A warning shot was called out last week, I saw the earth shaking with West Side Story’s box-office prospects. A box-office pundit had sounded the alarm to me and, lo behold, it made a scant $10 million at the U.S. box-office. Bad news for Steven Spielberg’s film.
During the weekend, blame was being thrown around different targets, but, really, I find the explanation for its failures quite easy to dissect. The target audience for a “West Side Story,” or, while we’re at it, “The Last Duel,” has gone into — permanent?— hibernation from theaters. The pandemic-era has made the over 35 crowd unwilling to go back to the movies.
Even before the virus hit, there were red flags. The future of cineplexes was going to be a place mostly for the big blockbusters. Plenty of arthouses closed down the last year and never reopened. Which is why escapist “rollercoasters” such as “Black Widow,” “F9,” and “Venom” will continue to get made, but more critically-acclaimed adult dramas will have to inevitably move to streaming.
It’s a depressing thing to ponder, but West Side Story’s primary targeted audience, the over 35 crowd, just aren’t comfortable returning to movie theatres and it could turn out to be a permanent change.

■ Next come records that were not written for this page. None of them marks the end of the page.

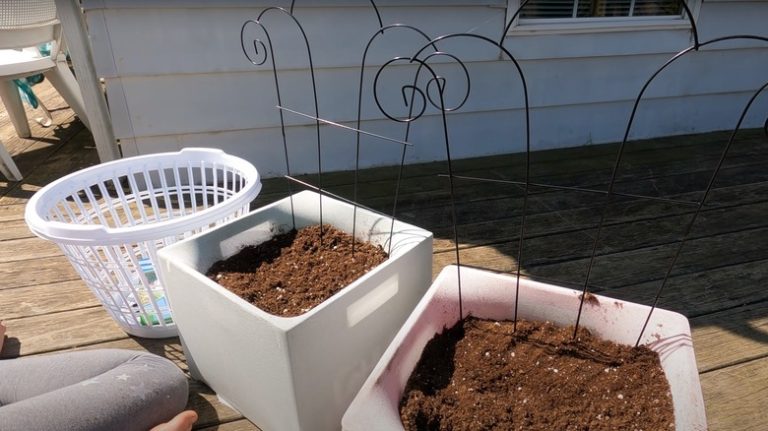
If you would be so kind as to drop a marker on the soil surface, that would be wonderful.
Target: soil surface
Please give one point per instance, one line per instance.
(296, 271)
(482, 375)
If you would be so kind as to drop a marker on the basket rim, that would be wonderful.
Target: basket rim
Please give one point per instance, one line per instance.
(101, 235)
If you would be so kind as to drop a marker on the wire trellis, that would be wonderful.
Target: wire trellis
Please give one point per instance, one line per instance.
(418, 96)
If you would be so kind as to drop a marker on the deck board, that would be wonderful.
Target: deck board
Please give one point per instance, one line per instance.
(719, 282)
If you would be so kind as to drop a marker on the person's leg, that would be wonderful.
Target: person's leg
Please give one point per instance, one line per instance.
(90, 390)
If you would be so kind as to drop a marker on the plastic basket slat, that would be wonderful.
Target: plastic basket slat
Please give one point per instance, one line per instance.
(110, 220)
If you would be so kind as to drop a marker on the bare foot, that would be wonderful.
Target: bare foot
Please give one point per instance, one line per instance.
(182, 422)
(2, 335)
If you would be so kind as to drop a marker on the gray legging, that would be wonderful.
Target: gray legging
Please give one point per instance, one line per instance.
(90, 390)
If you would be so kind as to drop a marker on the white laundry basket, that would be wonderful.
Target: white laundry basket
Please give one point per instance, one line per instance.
(111, 219)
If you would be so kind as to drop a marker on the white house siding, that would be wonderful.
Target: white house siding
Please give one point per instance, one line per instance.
(176, 77)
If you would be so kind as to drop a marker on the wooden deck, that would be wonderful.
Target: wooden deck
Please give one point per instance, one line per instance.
(719, 283)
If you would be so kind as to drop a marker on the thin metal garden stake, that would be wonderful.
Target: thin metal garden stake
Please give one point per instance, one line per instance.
(407, 120)
(617, 163)
(690, 224)
(694, 48)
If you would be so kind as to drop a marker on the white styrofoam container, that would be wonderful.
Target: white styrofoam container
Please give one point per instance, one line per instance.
(491, 296)
(293, 373)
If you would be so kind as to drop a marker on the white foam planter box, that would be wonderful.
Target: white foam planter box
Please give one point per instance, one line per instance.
(491, 296)
(293, 373)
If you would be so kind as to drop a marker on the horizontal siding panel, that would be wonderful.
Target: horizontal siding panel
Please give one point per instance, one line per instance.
(471, 134)
(135, 42)
(132, 4)
(166, 105)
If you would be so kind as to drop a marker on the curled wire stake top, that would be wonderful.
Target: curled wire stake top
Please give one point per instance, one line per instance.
(440, 84)
(398, 181)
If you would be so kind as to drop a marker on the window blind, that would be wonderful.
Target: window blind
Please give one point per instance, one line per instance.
(536, 9)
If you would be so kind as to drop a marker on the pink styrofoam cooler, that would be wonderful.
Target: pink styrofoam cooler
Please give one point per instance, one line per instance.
(490, 295)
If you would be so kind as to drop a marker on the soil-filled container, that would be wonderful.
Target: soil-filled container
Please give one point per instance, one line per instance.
(294, 373)
(488, 295)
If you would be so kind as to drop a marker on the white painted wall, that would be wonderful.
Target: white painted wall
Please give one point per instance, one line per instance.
(176, 77)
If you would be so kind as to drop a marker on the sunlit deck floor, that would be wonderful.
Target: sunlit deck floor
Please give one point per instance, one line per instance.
(719, 283)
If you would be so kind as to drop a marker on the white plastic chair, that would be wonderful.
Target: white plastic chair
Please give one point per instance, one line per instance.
(25, 24)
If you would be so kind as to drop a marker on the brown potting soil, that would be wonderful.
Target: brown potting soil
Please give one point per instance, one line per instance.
(483, 375)
(294, 272)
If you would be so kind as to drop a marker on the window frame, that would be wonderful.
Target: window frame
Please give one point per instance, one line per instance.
(598, 24)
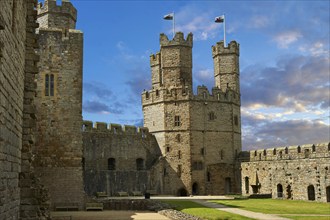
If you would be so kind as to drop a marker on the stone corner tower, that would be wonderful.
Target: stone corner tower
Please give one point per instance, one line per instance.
(59, 103)
(199, 135)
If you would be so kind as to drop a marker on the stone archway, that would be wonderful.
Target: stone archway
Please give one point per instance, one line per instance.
(195, 189)
(311, 192)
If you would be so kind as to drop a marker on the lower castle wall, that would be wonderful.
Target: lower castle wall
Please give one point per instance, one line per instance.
(118, 159)
(288, 178)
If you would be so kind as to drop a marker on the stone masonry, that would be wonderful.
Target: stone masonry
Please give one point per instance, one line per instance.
(21, 195)
(59, 104)
(296, 172)
(118, 159)
(199, 135)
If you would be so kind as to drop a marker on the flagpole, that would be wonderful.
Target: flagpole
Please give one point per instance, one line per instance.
(173, 24)
(224, 30)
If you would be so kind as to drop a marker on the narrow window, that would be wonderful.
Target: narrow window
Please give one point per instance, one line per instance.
(211, 116)
(139, 164)
(236, 120)
(51, 89)
(111, 164)
(177, 121)
(179, 170)
(47, 85)
(208, 177)
(178, 138)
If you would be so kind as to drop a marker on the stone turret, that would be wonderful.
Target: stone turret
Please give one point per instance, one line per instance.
(172, 67)
(226, 66)
(51, 15)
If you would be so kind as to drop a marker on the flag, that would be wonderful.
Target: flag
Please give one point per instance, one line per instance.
(169, 16)
(219, 19)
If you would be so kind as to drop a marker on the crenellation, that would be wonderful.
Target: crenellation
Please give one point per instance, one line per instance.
(311, 151)
(219, 48)
(177, 40)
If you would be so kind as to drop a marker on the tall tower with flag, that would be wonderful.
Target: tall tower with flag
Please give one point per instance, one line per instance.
(199, 134)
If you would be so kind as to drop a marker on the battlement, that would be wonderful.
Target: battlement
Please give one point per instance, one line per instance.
(219, 48)
(155, 59)
(177, 40)
(61, 16)
(288, 153)
(115, 129)
(177, 94)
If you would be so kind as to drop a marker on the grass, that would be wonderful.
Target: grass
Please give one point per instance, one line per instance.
(306, 217)
(201, 211)
(274, 206)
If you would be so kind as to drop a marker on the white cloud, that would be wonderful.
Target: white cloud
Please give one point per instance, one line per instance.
(259, 21)
(286, 38)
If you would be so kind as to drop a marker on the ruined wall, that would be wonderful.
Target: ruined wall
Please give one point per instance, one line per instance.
(118, 158)
(59, 104)
(20, 192)
(287, 172)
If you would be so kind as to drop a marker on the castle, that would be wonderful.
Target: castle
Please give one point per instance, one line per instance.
(189, 145)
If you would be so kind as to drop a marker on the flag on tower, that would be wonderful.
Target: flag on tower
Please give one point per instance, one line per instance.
(219, 19)
(169, 16)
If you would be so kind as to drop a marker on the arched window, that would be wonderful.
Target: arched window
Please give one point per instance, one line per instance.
(208, 177)
(139, 164)
(311, 192)
(279, 191)
(211, 116)
(111, 164)
(49, 84)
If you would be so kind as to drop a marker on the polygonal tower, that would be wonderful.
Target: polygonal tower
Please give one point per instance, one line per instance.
(59, 103)
(199, 135)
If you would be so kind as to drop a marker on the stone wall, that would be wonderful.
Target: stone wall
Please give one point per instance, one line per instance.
(194, 132)
(59, 105)
(118, 158)
(287, 172)
(20, 192)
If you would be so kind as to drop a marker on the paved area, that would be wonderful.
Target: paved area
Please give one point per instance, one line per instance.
(106, 215)
(255, 215)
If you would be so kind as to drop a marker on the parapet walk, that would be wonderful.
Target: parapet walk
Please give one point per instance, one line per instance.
(89, 126)
(307, 151)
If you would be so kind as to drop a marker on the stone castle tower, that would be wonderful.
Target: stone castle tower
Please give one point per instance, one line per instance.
(59, 102)
(199, 135)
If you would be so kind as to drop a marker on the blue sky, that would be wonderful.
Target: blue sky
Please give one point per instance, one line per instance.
(284, 61)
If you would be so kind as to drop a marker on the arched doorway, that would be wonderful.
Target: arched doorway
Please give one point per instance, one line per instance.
(279, 191)
(289, 192)
(195, 189)
(247, 185)
(182, 192)
(311, 192)
(328, 193)
(227, 185)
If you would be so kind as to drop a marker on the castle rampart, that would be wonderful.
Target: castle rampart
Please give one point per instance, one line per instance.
(294, 172)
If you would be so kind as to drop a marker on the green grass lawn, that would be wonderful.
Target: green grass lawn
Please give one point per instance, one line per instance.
(201, 211)
(275, 206)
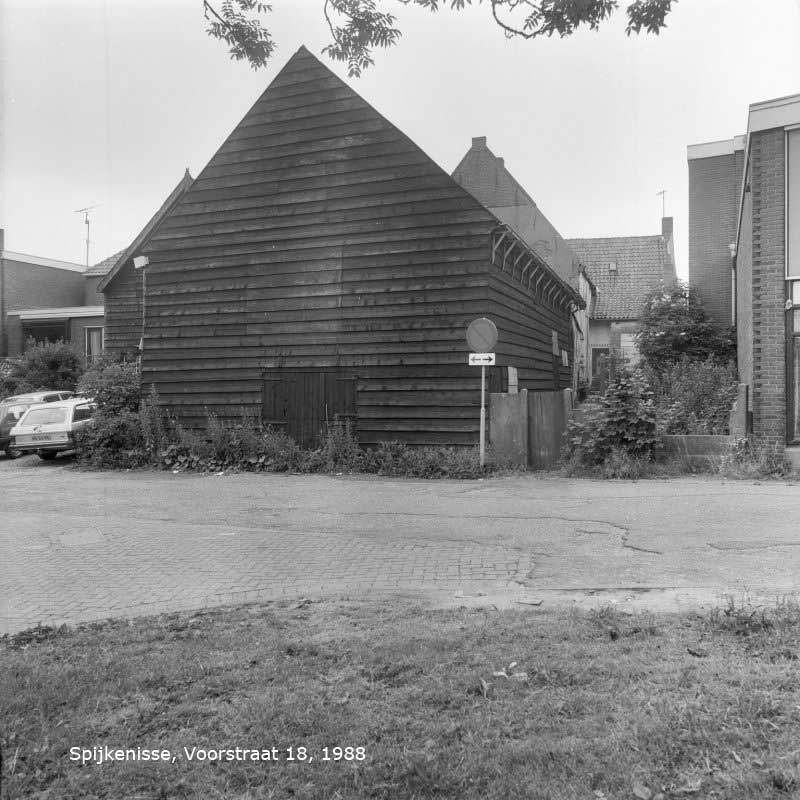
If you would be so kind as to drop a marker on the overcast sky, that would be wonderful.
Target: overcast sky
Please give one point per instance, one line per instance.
(107, 102)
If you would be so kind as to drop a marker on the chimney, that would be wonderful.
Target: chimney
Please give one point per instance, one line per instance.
(666, 232)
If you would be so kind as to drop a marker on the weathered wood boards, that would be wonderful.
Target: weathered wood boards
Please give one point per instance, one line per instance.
(320, 239)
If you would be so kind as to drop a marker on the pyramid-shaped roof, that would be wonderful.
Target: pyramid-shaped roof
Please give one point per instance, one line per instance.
(309, 144)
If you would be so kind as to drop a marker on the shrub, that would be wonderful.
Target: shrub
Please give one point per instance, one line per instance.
(339, 450)
(674, 324)
(113, 440)
(52, 365)
(693, 397)
(399, 460)
(245, 446)
(159, 430)
(621, 421)
(115, 385)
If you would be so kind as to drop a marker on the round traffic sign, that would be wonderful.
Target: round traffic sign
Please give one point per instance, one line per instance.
(482, 335)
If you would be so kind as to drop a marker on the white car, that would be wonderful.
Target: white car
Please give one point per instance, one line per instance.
(50, 429)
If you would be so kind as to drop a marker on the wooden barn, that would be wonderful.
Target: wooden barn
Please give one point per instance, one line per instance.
(322, 264)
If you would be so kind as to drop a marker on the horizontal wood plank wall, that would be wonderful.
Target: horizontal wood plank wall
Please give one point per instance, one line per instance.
(123, 311)
(525, 335)
(320, 236)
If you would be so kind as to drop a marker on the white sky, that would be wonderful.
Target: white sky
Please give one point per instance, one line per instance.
(108, 101)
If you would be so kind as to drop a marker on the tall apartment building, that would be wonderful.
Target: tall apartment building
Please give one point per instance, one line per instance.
(761, 220)
(715, 184)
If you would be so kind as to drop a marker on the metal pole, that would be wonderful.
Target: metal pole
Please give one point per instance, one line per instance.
(483, 414)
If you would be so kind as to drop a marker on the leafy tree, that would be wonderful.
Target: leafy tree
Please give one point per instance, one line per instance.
(357, 26)
(52, 365)
(114, 384)
(674, 325)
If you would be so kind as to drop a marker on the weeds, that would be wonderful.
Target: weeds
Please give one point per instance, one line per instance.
(754, 459)
(468, 704)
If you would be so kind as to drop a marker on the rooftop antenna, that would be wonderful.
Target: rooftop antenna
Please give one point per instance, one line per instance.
(85, 212)
(663, 193)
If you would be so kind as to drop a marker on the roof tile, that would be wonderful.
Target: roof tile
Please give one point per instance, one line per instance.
(642, 264)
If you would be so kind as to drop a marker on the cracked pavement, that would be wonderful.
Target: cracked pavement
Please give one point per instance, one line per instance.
(77, 546)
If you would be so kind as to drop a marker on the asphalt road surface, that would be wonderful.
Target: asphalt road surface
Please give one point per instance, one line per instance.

One look at this year’s twenty highest-grossing films and you can already tell how the future is shaping up. 18 of the 20 top-grossing titles are either remakes, reboots, animation, Marvel/DC or sequels. Only “Free Guy” and “Dune” managed to stray from the fray. Then again, “West Side Story” had Steven Spielberg’s name attached to it, that used to mean something, just three years ago his “Ready Player One” made more than half a billion dollars at the worldwide box-office.
Maybe his brand is no longer relevant or maybe he’s just behind the times in terms of what mass audiences actually now want at the movies. Spielberg used to be the master of big-scaled movies that had mass appeal, bringing in the over 35s in droves. If “West Side Story’s” box-office failure is any indication, it’s not just Spielberg who has lost a big chunk of his older adult audience, it’s also movie theatres.